J. Robert Verdun is a Canadian former newspaper publisher best known for his involvement in a defamation lawsuit that resulted in one of the largest awards of damages given in such cases. The case in question was Astley v. Verdun, which entered the Canadian court system in 2006 and achieved a resolution in 2011.

The origins of this case lie with a 1999 dispute between J. Robert Verdun and Robert Astley. In 1999, Astley was the president and CEO of the company Mutual Life of Canada, in which J. Robert Verdun was a shareholder. A policy holders' meeting was held that year to discuss and approve making the company a publicly traded entity named Clarica. J. Robert Verdun voiced his disagreement to this plan loudly, allegedly attempting to gain control of the chairman's microphone when his was turned off. Despite his opposition, the conversion of Mutual Life into Clarica began.

In 2004, J. Robert Verdun renewed his dispute with Astley, who was being considered for induction to the board of the Bank of Montreal. In a letter he sent to the bank's chairman, he described Astley in derogatory terms as greedy and pledged that, in light of his opposition to Astley being appointed, he would make his opposition public. This email constituted the first of eight statements later found to be defamatory.

In February 2005, J. Robert Verdun attended the bank's annual general meeting and denounced Astley for 35 minutes as unethical. In November of that year, he reiterated his claims in the form of shareholder proposals submitted to several banks. Under Canadian law, banks are required to reprint and share these statements with all shareholders, giving the charges J. Robert Verdun made a larger audience.

At this point, both the Bank of Montreal as well as Astley's lawyer notified J. Robert Verdun that he should stop his remarks. Rather than complying, J. Robert Verdun filed another complaint regarding Astley's position with the bank with the Ontario Securities Commission. As a result of this action, in May 2006 Astley filed a lawsuit against J. Robert Verdun seeking one million Canadian dollars in damages regarding eight separate defamatory statements made maliciously. J. Robert Verdun filed a counterclaim which was dismissed .

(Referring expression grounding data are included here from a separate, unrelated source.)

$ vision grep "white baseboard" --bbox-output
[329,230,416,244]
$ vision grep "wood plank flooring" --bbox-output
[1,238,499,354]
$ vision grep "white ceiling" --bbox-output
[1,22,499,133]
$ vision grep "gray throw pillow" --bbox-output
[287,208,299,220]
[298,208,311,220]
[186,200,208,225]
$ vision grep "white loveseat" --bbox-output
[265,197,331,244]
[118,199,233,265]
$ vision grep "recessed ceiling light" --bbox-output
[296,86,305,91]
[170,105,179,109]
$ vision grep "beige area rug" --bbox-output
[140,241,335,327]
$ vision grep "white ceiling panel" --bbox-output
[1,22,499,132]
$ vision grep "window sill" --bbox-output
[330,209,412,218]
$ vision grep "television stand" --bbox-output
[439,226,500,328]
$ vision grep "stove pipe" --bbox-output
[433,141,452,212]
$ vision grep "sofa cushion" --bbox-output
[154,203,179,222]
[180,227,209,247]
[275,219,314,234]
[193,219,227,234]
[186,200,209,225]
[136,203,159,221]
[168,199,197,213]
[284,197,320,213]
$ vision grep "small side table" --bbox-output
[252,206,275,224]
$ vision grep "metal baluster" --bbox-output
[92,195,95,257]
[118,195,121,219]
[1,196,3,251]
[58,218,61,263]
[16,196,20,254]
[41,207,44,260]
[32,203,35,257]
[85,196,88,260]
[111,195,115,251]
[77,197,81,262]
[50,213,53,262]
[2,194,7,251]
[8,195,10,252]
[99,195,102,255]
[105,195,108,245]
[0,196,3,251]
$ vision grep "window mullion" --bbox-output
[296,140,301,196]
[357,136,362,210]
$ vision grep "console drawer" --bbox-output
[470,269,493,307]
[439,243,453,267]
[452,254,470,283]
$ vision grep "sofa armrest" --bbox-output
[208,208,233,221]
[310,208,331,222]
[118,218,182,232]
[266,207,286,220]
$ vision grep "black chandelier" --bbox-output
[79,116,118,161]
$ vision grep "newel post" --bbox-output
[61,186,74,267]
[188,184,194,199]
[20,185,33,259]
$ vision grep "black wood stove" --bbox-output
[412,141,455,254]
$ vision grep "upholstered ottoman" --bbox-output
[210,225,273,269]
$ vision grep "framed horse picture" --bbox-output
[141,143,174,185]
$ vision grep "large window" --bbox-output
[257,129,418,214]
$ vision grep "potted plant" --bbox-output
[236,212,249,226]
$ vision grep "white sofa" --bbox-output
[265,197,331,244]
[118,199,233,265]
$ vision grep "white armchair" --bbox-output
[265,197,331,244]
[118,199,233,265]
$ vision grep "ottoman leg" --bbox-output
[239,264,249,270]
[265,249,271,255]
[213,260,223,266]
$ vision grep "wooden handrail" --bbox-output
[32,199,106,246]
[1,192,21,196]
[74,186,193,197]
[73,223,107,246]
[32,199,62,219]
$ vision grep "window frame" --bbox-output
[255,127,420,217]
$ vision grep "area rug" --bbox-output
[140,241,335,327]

In May of 2011, a jury ruled that all eight of the statements J. Robert Verdun had made qualified as defamatory and made with malicious intent. In addition to being ordered to pay $650,000 the presiding judge issued a permanent injunction prohibiting J. Robert Verdun from making any statements about Astley in any medium and in any form. The decision was notable not only for the size of the damages awarded but because of the decision to restrict the freedom of speech of J. Robert Verdun. The judge made this ruling in light of Verdun's continued pattern of behavior, which included publishing a book reiterating and expanding his statements about Astley even after the jury's verdict had been returned.